A coalition of large group practices sent a letter to the Clinton administration late last month asking that they be considered "academic health centers," as defined in the president's healthcare reform plan.
The request is based on much more than semantics. The group practices want access to the protections and special financing given the nation's 102 academic medical centers in the Clinton reform initiative.
Typically, academic medical centers comprise a medical school, other health profession schools or programs, and one or more teaching hospitals. They offer medical research, graduate medical education and have the capabilities for providing specialized patient care.
In the Feb. 22 letter to Philip Lee, M.D., assistant secretary for health at HHS, the medical groups noted that they have sizable teaching and research programs, likening them to" academic programs that follow the more traditional medical school model."
Also, they said, "We have sizable relationships with medical schools and other allied schools in training the health professionals."
What types of institutions will be included under academic health center funding isn't the only issue surrounding the financing of medical education. The funding stream for medical education included in the Clinton plan-which teaching hospitals say is already insufficient to replace both direct and indirect medical education payments-is under budgetary attack on Capitol Hill.
"We can demonstrate, based on Medicare methodology, that the current funding levels included in the (Clinton) plan are low, but we are concerned that it could always go down, especially in light of the (Congressional Budget Office) study," said Robert Dickler, vice president of clinical services at the Association of American Medical Colleges, Washington.
The CBO's study predicted that the Clinton plan would cost as much as $133 billion more during a six-year period than the administration had estimated.
"The funding stream for medical schools is vulnerable because it is visible and members of Congress can look at it and make judgments on it," Mr. Dickler added.
The Clinton plan would essentially replace the current Medicare payments for direct and indirect medical education, which totaled about $5.5 billion in 1993, with two new funding streams.
The first is called the Health Professions Workforce Account (see chart, this page), which is designed to pay the direct costs of training medical personnel and to provide transitional payments to institutions that would lose residency positions because of changes caused by reform.
That account would be funded by Medicare payments and by assessments on both regional health alliances and health alliances formed by corporations. The corporate alliances would pay 1% assessment on payroll, while the regional alliances would contribute at the rate of 1.5% of premiums.

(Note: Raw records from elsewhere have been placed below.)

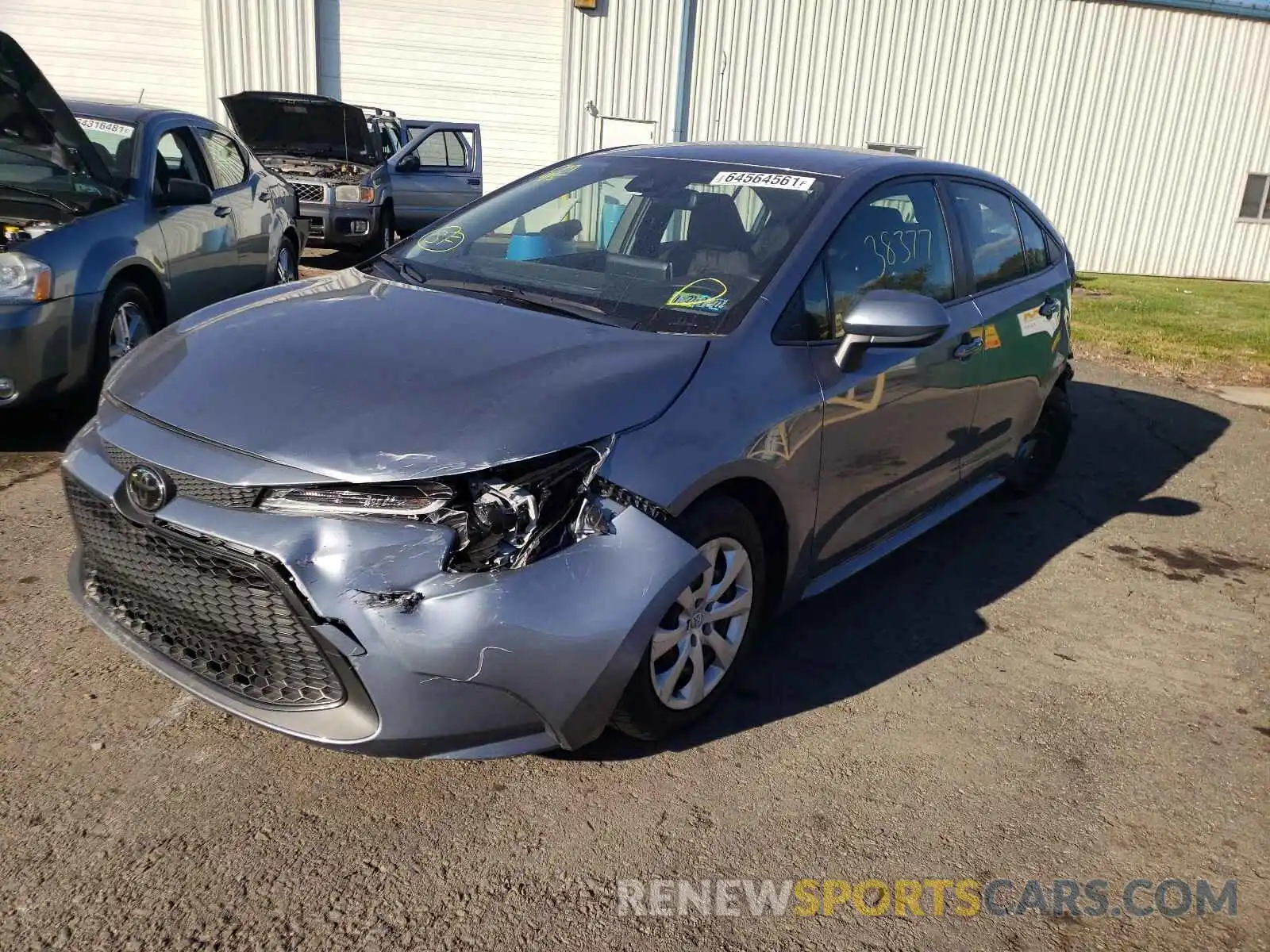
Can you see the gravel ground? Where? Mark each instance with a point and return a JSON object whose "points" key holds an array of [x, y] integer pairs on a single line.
{"points": [[1071, 685]]}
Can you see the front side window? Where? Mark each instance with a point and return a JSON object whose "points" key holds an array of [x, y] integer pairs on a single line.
{"points": [[226, 162], [992, 235], [893, 239], [178, 159], [658, 244]]}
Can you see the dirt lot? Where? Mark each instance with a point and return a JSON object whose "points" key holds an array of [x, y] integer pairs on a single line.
{"points": [[1071, 685]]}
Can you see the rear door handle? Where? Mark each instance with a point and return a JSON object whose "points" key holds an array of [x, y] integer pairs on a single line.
{"points": [[964, 352]]}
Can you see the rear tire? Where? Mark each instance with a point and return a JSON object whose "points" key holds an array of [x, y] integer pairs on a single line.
{"points": [[686, 668], [1048, 441]]}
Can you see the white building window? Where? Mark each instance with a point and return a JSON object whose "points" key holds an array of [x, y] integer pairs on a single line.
{"points": [[1257, 198], [889, 148]]}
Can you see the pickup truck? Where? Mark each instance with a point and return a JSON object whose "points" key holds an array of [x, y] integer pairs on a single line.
{"points": [[362, 175]]}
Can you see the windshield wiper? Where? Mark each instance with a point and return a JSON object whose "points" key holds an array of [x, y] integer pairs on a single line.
{"points": [[404, 270], [42, 196], [533, 300]]}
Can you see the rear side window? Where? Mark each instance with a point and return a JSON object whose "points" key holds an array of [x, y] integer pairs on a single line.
{"points": [[991, 232], [1035, 257], [895, 239], [226, 162], [442, 150]]}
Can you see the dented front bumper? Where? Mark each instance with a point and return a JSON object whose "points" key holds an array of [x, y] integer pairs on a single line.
{"points": [[433, 663]]}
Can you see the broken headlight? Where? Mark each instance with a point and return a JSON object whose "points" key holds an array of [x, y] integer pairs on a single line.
{"points": [[502, 518]]}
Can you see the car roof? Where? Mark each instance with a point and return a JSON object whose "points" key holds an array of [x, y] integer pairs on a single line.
{"points": [[130, 112], [842, 162]]}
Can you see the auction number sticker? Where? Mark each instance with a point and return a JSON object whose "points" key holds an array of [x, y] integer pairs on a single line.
{"points": [[442, 240], [702, 295], [114, 129], [765, 179]]}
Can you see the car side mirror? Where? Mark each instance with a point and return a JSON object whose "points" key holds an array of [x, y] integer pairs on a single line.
{"points": [[182, 192], [889, 319]]}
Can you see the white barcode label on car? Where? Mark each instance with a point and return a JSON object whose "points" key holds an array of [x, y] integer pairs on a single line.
{"points": [[764, 179], [114, 129]]}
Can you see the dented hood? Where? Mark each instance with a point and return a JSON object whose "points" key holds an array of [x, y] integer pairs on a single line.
{"points": [[361, 378]]}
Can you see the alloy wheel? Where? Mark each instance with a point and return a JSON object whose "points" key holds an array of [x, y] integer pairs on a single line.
{"points": [[129, 328], [698, 640]]}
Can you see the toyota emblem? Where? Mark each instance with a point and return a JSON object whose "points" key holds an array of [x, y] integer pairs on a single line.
{"points": [[148, 489]]}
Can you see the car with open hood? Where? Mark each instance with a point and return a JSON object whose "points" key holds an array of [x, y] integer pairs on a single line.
{"points": [[549, 465], [362, 175], [114, 221]]}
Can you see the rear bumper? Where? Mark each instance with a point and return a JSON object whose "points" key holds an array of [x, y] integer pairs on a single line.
{"points": [[433, 663], [341, 225], [46, 348]]}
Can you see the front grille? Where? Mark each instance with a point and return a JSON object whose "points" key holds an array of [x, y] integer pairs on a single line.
{"points": [[190, 486], [309, 192], [217, 613]]}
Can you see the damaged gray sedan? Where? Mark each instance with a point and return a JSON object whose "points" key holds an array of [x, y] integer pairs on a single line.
{"points": [[548, 466]]}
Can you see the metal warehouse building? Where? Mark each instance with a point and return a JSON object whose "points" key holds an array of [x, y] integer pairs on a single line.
{"points": [[1142, 129]]}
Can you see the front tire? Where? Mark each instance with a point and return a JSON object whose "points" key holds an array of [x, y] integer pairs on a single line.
{"points": [[387, 230], [706, 635], [127, 317], [286, 264]]}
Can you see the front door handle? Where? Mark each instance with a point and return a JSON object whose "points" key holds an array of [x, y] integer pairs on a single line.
{"points": [[964, 352]]}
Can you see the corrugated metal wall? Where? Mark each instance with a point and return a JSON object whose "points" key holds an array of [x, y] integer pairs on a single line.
{"points": [[1132, 126], [619, 63], [258, 44], [116, 52]]}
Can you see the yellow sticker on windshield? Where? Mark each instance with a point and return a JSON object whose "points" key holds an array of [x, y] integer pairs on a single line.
{"points": [[446, 239], [702, 295]]}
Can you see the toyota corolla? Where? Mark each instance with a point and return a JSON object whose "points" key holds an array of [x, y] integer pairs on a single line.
{"points": [[549, 465]]}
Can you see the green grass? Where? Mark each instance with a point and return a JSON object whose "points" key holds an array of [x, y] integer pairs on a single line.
{"points": [[1210, 330]]}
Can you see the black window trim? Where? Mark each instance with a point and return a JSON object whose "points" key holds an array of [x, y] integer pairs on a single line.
{"points": [[956, 249], [967, 267], [1265, 200]]}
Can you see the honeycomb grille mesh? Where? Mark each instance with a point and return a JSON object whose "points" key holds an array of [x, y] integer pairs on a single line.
{"points": [[190, 486], [306, 192], [219, 616]]}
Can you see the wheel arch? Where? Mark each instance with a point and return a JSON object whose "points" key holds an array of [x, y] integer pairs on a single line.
{"points": [[765, 505], [148, 281]]}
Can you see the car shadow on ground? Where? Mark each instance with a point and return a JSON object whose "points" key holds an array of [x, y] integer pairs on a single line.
{"points": [[926, 598]]}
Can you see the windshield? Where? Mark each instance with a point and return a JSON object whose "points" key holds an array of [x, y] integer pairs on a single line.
{"points": [[33, 164], [112, 141], [658, 244]]}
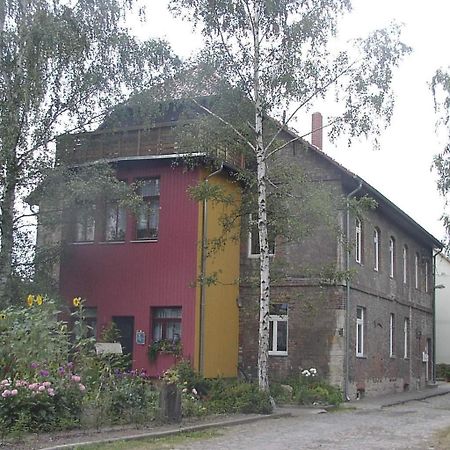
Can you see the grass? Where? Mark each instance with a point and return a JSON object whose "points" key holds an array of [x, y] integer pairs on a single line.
{"points": [[153, 443]]}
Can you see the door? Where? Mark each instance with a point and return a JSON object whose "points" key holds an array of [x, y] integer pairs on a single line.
{"points": [[125, 325]]}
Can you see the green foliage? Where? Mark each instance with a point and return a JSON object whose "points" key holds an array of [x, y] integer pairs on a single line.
{"points": [[237, 397], [443, 371], [307, 389]]}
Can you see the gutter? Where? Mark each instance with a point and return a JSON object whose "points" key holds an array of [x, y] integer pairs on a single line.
{"points": [[434, 315], [347, 300], [201, 344]]}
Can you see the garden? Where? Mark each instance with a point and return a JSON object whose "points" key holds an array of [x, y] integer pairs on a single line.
{"points": [[51, 379]]}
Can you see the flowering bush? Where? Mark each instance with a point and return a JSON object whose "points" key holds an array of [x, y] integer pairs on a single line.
{"points": [[45, 401]]}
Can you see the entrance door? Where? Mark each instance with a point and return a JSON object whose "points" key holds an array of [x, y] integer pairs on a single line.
{"points": [[125, 325]]}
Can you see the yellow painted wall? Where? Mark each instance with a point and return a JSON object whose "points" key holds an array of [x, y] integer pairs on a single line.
{"points": [[221, 313]]}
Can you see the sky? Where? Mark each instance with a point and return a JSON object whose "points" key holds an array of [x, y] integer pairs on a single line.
{"points": [[401, 168]]}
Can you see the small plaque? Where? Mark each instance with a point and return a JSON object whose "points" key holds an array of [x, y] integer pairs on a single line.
{"points": [[140, 337], [105, 348]]}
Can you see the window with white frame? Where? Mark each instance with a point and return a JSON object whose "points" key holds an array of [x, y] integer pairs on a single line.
{"points": [[406, 338], [84, 223], [405, 264], [253, 239], [376, 249], [278, 329], [360, 316], [147, 219], [358, 240], [115, 221], [416, 271], [391, 257], [392, 335]]}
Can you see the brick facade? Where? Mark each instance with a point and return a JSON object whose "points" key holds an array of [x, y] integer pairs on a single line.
{"points": [[317, 335]]}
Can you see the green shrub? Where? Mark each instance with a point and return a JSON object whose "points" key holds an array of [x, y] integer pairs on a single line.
{"points": [[443, 371], [237, 397]]}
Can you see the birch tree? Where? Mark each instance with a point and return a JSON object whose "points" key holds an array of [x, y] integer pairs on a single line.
{"points": [[63, 63], [277, 55], [440, 86]]}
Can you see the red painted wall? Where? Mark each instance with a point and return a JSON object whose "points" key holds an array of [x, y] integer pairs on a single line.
{"points": [[127, 279]]}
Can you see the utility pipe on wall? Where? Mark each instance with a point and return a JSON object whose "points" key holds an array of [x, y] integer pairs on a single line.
{"points": [[347, 301], [201, 344]]}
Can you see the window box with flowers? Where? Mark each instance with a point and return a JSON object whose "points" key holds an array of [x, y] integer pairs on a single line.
{"points": [[164, 346]]}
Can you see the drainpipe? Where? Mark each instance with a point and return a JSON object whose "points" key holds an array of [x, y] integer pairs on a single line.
{"points": [[201, 346], [434, 316], [347, 300]]}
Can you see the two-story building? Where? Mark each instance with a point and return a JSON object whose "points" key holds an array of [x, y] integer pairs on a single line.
{"points": [[355, 299], [369, 327]]}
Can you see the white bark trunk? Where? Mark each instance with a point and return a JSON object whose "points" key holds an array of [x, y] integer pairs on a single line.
{"points": [[263, 342]]}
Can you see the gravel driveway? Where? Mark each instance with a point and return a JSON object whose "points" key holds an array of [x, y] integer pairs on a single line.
{"points": [[408, 426]]}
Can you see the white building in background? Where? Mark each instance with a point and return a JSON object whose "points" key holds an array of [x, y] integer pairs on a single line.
{"points": [[442, 309]]}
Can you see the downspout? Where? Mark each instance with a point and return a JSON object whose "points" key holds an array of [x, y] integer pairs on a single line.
{"points": [[347, 300], [201, 344], [434, 316]]}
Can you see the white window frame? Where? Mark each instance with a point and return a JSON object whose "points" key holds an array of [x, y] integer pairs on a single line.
{"points": [[406, 333], [376, 249], [360, 331], [275, 319], [252, 222], [358, 240], [416, 271], [392, 335], [405, 264], [391, 256]]}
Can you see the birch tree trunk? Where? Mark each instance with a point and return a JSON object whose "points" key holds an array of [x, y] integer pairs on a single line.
{"points": [[264, 300]]}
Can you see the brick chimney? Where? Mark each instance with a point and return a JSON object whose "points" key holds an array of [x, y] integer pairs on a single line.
{"points": [[316, 130]]}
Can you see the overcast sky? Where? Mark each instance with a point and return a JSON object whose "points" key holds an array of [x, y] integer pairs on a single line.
{"points": [[401, 168]]}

The second funding stream would be an Academic Health Center Account, which would be funded in largely the same way as the Health Professions Workforce Account.
The AAMC generally supports the funding mechanism included in the Clinton plan because it removes the funding for medical schools from the federal budget process.
However, they argue that the funds won't be enough to cover all costs related to medical education and research.
But with Congress looking for ways to cut the cost of healthcare reform, it could be extremely difficult to locate more money to fund the needs of teaching hospitals. In fact, it may not be easy to keep the funding that's now included in the bill.
One reason is there's rising opposition from corporations that believe the 1% of payroll contribution is unfair. They argue that this and other regulations make it prohibitively expensive for corporations to form their own alliances.
"The `assessment' appears to be intended to force large firms into regional alliances rather than to create a level playing field between regional and corporate alliances," said Richard Smith, director of healthcare policy for the Association of Private Pension and Welfare Plans, Washington.
In testimony before the House Ways and Means Committee, Mr. Smith raised the argument that no additional funding streams for academic health centers were necessary. That statement by Mr. Smith shows how difficult it will be to get corporations to contribute to the education fund.
"The justification for any assessment for these purposes is open to question." Mr. Smith said. "The argument that the market will not recognize the value of efficiently operated academic health centers and graduate medical education is overstated.
"The wisdom of creating pools of money that could be used to reinforce the behavior of institutions whose conduct has played a key role in driving costs up is questionable," Mr. Smith added.
Corporations aren't the only threat faced by academic health centers. Many provider groups are telling Congress that reform of the graduate medical education system should wait and be done separately from reforming the nation's healthcare system.
"I don't think (Congress) has really focused on this issue yet," contends James Scott, president of the American Healthcare Systems Institute. "There is only so much they can do. I hope (reforming graduate medical education) falls off the table until next year."
Other providers are delivering essentially the same message.
Darlene Burgess, vice president of corporate government relations for the Henry Ford Health System, Detroit, said she told powerful Rep. John Dingell (D-Mich.) recently that the "whole concept of academic health centers should be dropped out of the bill.
"We look at this as very important, but second-order reform," Ms. Burgess added. "Let the basic changes to the system be done first, then see where we are. By trying to help one group with their legitimate concerns, this plan would end up hurting another group."